Thoroughly trained in mathematics and the physical sciences, Lotka supplemented his various day jobs with explorations on theoretical topics ranging from evolutionary biology and predator-prey interactions to immigration/fertility rate relations and bibliometrics. In his most influential work, Elements of Physical Biology, Lotka tackled a range of problems that his background in mathematics and physics suited him for, including (as listed in his entry in the ANB) "growth and reproduction of organisms, equilibrium between organisms and their environment, evolutionary change, energy balance, the operations of the senses, and the problem of consciousness." Nowadays his name comes up most frequently in two contexts: regarding his work on the population dynamics of animals (summarized in the so-called "Lotka-Volterra model" also named for Volterra, who independently worked out the same principles), and his mathematical explanation of a pattern observed in bibliometric studies in which around sixty-one percent of the authors cited in a typical scientific paper are only cited once in that work.

Life Chronology

--born in Lemberg, Austria-Hungary (now Lwiw, Ukraine), on 2 March 1880 (the son of American expatriate missionaries).
--1901: B.S., Birmingham University; subsequently studies at the University of Leipzig
--1902-1908: moves to the United States and works as an assistant chemist for General Chemical Company
--1909: M.A. in physics, Cornell University
--1909: examiner, U. S. Patent Office
--1909-1911: assistant physicist, U. S. Bureau of Standards
--1911-1914: editor, Scientific American Supplement
--1912: D.Sc, Birmingham University
--1914-1919: works for the General Chemical Company
--1922-1924: resident at Johns Hopkins University
--1924: joins Metropolitan Life Insurance Company as the supervisor of its statistical bureau
--1925: publishes his Elements of Physical Biology
--1925: publishes "On the True Rate of Natural Increase" in the Journal of the American Statistical Association, with L. I. Dublin
--1926: publishes "The Frequency Distribution of Scientific Productivity" in the Journal of the Washington Academy of Sciences
--1934: promoted to assistant statistician at the Metropolitan Life Insurance Company
--1938-1939: president, Population Association of America
--1942: president, American Statistical Association
--1948: retires from the Metropolitan Life Insurance Company
--dies at Red Bank, New Jersey, on 5 December 1949.

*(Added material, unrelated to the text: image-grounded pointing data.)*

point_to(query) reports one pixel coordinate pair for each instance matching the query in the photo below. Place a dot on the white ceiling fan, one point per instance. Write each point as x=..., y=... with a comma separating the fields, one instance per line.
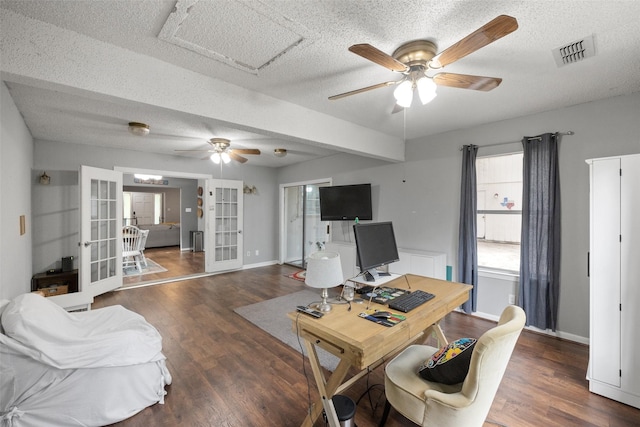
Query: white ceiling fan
x=222, y=152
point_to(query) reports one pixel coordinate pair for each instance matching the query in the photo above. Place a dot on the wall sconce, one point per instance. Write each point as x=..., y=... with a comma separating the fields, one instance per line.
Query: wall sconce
x=250, y=190
x=45, y=179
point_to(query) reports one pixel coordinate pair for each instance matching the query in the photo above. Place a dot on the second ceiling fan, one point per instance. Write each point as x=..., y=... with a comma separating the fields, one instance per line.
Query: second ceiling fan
x=415, y=58
x=222, y=152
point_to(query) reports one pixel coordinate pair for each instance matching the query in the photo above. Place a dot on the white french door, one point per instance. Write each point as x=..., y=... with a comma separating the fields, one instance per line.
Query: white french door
x=223, y=238
x=100, y=230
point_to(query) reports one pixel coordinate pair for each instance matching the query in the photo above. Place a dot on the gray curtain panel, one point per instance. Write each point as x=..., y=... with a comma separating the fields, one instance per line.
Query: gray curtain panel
x=467, y=245
x=540, y=243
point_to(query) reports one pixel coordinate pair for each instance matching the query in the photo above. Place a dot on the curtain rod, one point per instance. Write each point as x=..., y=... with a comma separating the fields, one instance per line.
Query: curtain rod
x=570, y=132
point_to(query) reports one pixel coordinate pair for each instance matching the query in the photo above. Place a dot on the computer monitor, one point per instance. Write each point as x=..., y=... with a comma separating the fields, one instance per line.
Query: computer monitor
x=375, y=247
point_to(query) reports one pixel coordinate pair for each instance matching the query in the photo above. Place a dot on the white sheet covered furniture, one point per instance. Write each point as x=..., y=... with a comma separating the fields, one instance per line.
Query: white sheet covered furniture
x=90, y=368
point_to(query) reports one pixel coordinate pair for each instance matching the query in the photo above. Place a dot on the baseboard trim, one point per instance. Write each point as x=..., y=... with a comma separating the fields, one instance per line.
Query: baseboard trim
x=558, y=334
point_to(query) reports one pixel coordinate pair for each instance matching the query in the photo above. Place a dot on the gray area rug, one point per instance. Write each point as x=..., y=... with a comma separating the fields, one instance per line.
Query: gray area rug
x=271, y=316
x=152, y=267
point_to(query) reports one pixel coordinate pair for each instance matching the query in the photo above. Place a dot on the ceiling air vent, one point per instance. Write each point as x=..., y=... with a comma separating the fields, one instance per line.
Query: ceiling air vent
x=574, y=52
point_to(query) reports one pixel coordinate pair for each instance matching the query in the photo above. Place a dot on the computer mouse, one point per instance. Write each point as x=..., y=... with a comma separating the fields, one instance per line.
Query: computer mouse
x=382, y=315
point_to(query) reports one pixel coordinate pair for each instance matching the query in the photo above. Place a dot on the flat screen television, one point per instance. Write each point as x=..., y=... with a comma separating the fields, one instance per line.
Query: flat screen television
x=346, y=202
x=375, y=247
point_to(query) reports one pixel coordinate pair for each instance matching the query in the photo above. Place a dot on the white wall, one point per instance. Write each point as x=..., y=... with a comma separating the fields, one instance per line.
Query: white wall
x=16, y=157
x=421, y=196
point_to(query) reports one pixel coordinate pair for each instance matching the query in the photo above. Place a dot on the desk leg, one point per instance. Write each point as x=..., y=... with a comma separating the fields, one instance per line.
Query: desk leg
x=325, y=388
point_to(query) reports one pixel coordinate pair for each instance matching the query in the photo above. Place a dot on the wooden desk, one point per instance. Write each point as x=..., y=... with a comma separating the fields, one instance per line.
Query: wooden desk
x=364, y=344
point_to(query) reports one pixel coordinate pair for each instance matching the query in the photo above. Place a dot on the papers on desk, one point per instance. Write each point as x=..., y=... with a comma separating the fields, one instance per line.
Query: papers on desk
x=393, y=319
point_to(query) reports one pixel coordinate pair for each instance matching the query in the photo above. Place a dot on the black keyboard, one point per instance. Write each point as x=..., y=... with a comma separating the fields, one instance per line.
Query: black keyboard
x=408, y=302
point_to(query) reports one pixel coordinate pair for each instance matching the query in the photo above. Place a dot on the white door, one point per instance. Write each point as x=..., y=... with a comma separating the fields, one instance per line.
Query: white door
x=223, y=236
x=100, y=230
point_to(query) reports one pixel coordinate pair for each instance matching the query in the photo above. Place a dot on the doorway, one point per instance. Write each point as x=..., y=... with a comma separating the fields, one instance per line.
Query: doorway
x=167, y=208
x=302, y=232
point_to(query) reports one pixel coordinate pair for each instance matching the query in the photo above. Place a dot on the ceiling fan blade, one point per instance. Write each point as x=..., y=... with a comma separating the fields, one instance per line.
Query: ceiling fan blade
x=245, y=151
x=465, y=81
x=488, y=33
x=379, y=57
x=364, y=89
x=237, y=157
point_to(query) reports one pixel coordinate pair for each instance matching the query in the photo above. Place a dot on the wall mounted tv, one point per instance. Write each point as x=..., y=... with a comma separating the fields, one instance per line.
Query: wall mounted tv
x=345, y=202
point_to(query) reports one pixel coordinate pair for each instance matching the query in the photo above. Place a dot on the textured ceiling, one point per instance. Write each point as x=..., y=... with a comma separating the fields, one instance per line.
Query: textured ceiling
x=281, y=60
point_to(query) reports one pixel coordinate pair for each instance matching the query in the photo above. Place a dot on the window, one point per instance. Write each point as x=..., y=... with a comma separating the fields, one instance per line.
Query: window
x=499, y=185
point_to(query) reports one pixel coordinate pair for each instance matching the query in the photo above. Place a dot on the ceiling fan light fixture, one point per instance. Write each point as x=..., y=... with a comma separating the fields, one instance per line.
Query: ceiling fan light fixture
x=146, y=177
x=139, y=129
x=426, y=90
x=404, y=94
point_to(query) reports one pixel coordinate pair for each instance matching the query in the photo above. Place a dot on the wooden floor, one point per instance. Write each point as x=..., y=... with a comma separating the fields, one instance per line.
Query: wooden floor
x=227, y=372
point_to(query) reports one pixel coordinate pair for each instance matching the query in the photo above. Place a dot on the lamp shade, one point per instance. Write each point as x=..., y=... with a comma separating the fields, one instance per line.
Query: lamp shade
x=324, y=270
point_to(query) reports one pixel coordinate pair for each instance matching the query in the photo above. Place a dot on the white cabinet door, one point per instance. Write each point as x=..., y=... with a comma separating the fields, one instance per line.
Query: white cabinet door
x=614, y=365
x=605, y=271
x=630, y=273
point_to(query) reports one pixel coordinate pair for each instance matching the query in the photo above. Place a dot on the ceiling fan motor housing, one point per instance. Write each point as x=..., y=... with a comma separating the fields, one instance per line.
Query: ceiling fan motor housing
x=220, y=144
x=416, y=53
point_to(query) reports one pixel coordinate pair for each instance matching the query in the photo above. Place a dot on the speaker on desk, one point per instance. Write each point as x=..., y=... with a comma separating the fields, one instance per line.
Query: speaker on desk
x=67, y=264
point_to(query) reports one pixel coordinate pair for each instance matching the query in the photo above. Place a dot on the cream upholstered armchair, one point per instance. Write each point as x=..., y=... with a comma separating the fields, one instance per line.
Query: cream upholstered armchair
x=466, y=404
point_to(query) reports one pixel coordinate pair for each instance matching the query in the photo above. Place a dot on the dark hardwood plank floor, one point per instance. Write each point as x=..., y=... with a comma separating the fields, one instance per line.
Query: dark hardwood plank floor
x=227, y=372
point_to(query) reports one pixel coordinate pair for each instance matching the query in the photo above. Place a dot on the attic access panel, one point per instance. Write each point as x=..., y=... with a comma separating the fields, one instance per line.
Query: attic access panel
x=245, y=36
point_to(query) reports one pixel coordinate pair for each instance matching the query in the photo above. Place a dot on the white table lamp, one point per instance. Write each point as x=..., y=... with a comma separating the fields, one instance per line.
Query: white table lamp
x=324, y=270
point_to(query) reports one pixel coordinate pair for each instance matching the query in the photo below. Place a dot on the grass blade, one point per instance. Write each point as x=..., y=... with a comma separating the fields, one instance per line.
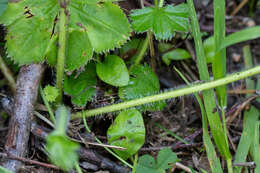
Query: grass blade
x=214, y=161
x=213, y=116
x=250, y=120
x=240, y=36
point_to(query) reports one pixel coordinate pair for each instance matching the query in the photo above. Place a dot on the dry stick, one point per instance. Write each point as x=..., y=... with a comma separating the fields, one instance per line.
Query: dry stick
x=20, y=124
x=29, y=161
x=89, y=155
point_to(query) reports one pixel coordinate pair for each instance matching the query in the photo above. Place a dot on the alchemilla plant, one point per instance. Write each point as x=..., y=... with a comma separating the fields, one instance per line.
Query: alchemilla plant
x=81, y=40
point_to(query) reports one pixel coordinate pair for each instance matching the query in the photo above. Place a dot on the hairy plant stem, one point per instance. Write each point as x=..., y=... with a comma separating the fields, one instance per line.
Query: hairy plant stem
x=61, y=53
x=7, y=74
x=161, y=3
x=171, y=94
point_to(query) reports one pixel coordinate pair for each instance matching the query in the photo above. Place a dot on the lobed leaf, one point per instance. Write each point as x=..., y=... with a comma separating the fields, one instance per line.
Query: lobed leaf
x=113, y=71
x=163, y=22
x=165, y=157
x=143, y=82
x=28, y=33
x=176, y=54
x=104, y=23
x=51, y=93
x=82, y=87
x=127, y=131
x=62, y=151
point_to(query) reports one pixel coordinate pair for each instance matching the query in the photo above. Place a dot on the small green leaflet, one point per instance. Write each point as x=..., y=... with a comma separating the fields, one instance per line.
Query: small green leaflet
x=51, y=93
x=61, y=150
x=113, y=71
x=163, y=22
x=143, y=82
x=176, y=54
x=147, y=163
x=127, y=131
x=4, y=170
x=104, y=23
x=131, y=49
x=81, y=87
x=3, y=5
x=93, y=26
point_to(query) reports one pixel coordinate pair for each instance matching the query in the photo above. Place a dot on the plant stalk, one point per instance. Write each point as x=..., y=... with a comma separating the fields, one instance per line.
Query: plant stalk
x=7, y=74
x=171, y=94
x=61, y=53
x=161, y=3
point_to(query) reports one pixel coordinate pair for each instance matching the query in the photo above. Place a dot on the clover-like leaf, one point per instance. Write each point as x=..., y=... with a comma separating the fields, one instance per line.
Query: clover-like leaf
x=131, y=49
x=143, y=82
x=51, y=93
x=104, y=23
x=4, y=170
x=147, y=163
x=82, y=87
x=113, y=71
x=61, y=150
x=163, y=22
x=127, y=131
x=3, y=6
x=176, y=54
x=32, y=36
x=28, y=34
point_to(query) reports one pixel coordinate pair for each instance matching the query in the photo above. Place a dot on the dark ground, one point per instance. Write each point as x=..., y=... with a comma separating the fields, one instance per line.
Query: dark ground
x=181, y=115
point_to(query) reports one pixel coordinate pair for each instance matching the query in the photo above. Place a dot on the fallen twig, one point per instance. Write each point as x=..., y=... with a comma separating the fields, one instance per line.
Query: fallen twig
x=20, y=122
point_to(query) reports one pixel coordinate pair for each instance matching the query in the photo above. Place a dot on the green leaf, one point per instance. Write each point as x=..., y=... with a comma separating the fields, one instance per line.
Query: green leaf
x=209, y=49
x=4, y=170
x=147, y=164
x=176, y=54
x=79, y=50
x=62, y=151
x=51, y=93
x=81, y=87
x=127, y=131
x=166, y=157
x=30, y=26
x=113, y=71
x=28, y=37
x=131, y=49
x=3, y=6
x=240, y=36
x=143, y=82
x=163, y=22
x=104, y=23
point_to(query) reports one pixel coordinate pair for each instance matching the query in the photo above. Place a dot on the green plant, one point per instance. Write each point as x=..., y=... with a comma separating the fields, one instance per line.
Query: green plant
x=70, y=35
x=147, y=163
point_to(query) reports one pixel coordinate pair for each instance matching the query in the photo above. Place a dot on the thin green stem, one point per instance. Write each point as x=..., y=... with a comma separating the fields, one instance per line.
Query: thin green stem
x=135, y=163
x=108, y=150
x=161, y=3
x=77, y=167
x=46, y=103
x=61, y=53
x=62, y=115
x=171, y=94
x=155, y=3
x=151, y=46
x=7, y=74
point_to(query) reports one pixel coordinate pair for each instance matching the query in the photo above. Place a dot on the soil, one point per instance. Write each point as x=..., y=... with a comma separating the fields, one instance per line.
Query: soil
x=181, y=115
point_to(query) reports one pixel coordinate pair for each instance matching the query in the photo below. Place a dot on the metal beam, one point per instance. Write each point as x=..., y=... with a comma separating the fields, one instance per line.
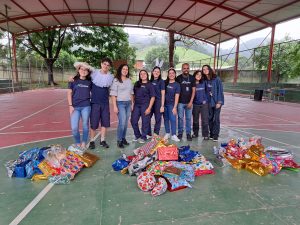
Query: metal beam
x=174, y=21
x=236, y=63
x=112, y=13
x=70, y=11
x=203, y=15
x=42, y=3
x=27, y=12
x=110, y=25
x=163, y=12
x=127, y=12
x=271, y=54
x=145, y=11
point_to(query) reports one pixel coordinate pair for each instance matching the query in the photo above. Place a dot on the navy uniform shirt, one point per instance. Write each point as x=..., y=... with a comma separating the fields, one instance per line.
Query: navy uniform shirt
x=171, y=90
x=159, y=85
x=80, y=92
x=144, y=93
x=186, y=85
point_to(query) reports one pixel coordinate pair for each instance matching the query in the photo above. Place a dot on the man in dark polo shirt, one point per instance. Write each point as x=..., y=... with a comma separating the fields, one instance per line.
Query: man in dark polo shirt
x=187, y=94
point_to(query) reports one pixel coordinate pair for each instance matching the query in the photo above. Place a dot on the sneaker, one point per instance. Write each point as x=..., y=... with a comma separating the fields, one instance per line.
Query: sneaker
x=125, y=142
x=194, y=135
x=167, y=136
x=175, y=138
x=215, y=139
x=141, y=141
x=120, y=144
x=92, y=145
x=179, y=136
x=104, y=144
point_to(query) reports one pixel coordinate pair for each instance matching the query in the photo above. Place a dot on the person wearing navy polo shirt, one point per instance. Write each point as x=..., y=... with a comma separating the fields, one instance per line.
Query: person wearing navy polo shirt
x=144, y=97
x=215, y=101
x=186, y=98
x=158, y=107
x=101, y=81
x=200, y=106
x=79, y=95
x=172, y=96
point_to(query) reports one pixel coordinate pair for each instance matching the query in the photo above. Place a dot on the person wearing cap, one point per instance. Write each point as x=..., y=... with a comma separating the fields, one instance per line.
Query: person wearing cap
x=101, y=81
x=79, y=102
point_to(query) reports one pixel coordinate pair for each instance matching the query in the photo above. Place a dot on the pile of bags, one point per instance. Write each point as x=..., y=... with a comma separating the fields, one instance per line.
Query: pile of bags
x=53, y=163
x=254, y=157
x=160, y=167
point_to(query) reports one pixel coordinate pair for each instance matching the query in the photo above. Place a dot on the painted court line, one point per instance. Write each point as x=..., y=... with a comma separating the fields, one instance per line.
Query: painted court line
x=270, y=139
x=36, y=200
x=32, y=114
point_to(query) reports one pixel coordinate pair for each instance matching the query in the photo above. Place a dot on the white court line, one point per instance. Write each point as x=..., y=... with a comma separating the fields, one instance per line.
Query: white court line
x=274, y=117
x=270, y=139
x=36, y=200
x=33, y=114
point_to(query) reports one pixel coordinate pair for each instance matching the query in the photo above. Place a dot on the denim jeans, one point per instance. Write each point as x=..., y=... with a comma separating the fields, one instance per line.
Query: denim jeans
x=169, y=117
x=84, y=114
x=214, y=121
x=124, y=108
x=183, y=109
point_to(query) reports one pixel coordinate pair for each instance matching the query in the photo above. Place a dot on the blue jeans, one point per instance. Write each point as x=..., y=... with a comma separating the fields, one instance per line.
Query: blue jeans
x=84, y=113
x=183, y=109
x=124, y=108
x=214, y=121
x=169, y=117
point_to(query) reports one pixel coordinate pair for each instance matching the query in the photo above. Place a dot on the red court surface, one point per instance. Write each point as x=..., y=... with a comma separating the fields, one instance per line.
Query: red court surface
x=43, y=114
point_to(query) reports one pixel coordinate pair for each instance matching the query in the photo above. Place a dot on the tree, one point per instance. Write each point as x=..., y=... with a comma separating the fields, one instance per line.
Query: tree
x=285, y=59
x=48, y=45
x=160, y=53
x=94, y=43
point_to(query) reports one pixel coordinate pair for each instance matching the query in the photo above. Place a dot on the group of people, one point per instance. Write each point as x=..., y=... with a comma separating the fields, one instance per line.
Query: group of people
x=178, y=98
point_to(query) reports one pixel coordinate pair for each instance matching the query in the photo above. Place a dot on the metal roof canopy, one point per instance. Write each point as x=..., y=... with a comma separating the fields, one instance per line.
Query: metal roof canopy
x=197, y=19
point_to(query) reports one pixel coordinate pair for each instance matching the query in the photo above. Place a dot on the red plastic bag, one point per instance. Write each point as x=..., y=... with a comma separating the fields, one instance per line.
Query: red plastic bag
x=168, y=153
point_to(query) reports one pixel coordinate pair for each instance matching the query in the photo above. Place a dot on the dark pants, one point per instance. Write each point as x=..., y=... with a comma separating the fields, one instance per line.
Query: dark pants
x=214, y=121
x=139, y=111
x=157, y=115
x=203, y=110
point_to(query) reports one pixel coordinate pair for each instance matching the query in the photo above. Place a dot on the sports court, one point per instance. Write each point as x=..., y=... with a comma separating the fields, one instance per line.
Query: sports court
x=99, y=195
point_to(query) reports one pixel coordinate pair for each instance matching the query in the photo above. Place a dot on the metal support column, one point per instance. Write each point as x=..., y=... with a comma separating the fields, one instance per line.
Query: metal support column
x=271, y=54
x=236, y=63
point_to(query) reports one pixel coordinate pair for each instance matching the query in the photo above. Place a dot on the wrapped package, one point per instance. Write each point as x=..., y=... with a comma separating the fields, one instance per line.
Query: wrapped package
x=146, y=181
x=160, y=187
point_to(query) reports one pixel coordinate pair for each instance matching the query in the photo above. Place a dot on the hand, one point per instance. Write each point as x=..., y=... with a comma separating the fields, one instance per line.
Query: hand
x=116, y=110
x=174, y=111
x=162, y=109
x=71, y=79
x=71, y=109
x=147, y=111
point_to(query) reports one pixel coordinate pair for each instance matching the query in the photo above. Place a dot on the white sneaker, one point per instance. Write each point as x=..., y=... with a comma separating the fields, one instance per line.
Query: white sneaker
x=141, y=141
x=175, y=138
x=148, y=136
x=167, y=136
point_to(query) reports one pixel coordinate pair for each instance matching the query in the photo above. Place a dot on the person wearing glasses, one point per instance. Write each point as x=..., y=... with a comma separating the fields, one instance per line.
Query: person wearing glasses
x=101, y=81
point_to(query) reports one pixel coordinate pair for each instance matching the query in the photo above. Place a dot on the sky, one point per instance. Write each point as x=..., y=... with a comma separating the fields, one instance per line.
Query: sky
x=291, y=28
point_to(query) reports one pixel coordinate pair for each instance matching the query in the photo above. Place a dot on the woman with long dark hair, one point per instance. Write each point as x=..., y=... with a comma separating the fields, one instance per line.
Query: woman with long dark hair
x=158, y=107
x=122, y=98
x=144, y=97
x=79, y=96
x=171, y=103
x=215, y=99
x=200, y=106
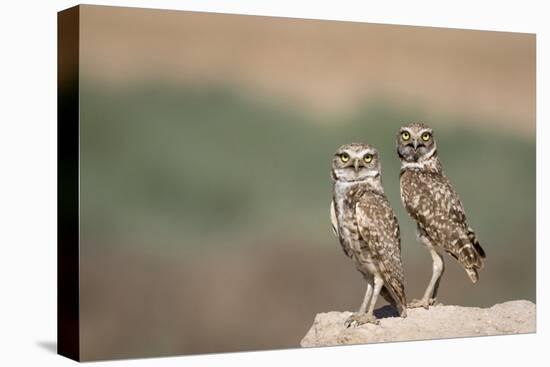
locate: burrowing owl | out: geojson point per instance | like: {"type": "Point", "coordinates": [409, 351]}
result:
{"type": "Point", "coordinates": [431, 200]}
{"type": "Point", "coordinates": [367, 228]}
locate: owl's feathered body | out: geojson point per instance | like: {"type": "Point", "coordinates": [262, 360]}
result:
{"type": "Point", "coordinates": [367, 227]}
{"type": "Point", "coordinates": [433, 203]}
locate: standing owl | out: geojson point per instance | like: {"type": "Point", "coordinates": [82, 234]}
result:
{"type": "Point", "coordinates": [367, 228]}
{"type": "Point", "coordinates": [430, 199]}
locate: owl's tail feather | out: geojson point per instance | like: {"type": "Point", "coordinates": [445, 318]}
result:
{"type": "Point", "coordinates": [470, 255]}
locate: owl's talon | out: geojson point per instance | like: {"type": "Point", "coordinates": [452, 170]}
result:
{"type": "Point", "coordinates": [358, 319]}
{"type": "Point", "coordinates": [416, 303]}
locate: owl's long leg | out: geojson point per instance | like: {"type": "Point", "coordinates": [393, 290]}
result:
{"type": "Point", "coordinates": [431, 291]}
{"type": "Point", "coordinates": [368, 295]}
{"type": "Point", "coordinates": [371, 296]}
{"type": "Point", "coordinates": [378, 283]}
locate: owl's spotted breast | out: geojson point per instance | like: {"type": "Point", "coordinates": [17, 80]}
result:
{"type": "Point", "coordinates": [430, 199]}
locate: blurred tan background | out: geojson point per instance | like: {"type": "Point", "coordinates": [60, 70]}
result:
{"type": "Point", "coordinates": [206, 142]}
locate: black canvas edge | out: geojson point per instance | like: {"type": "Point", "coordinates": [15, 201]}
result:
{"type": "Point", "coordinates": [68, 315]}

For Additional Information, See:

--American National Biography, Vol. 13 (1999).
--Dictionary of Scientific Biography, Vol. 8 (1973).
--Science in Context, Vol. 6 (1993): 469-509.
--Natural Images in Economic Thought: "Markets Read in Tooth and Claw" (1994): 231-246.
--Electronic Journal for History of Probability and Statistics, Vol. 4(1) (2008).
--Journal of the American Statistical Association, Vol. 45(249) (1950): 138-139.
--International Encyclopedia of the Social Sciences, Vol. 9 (1968).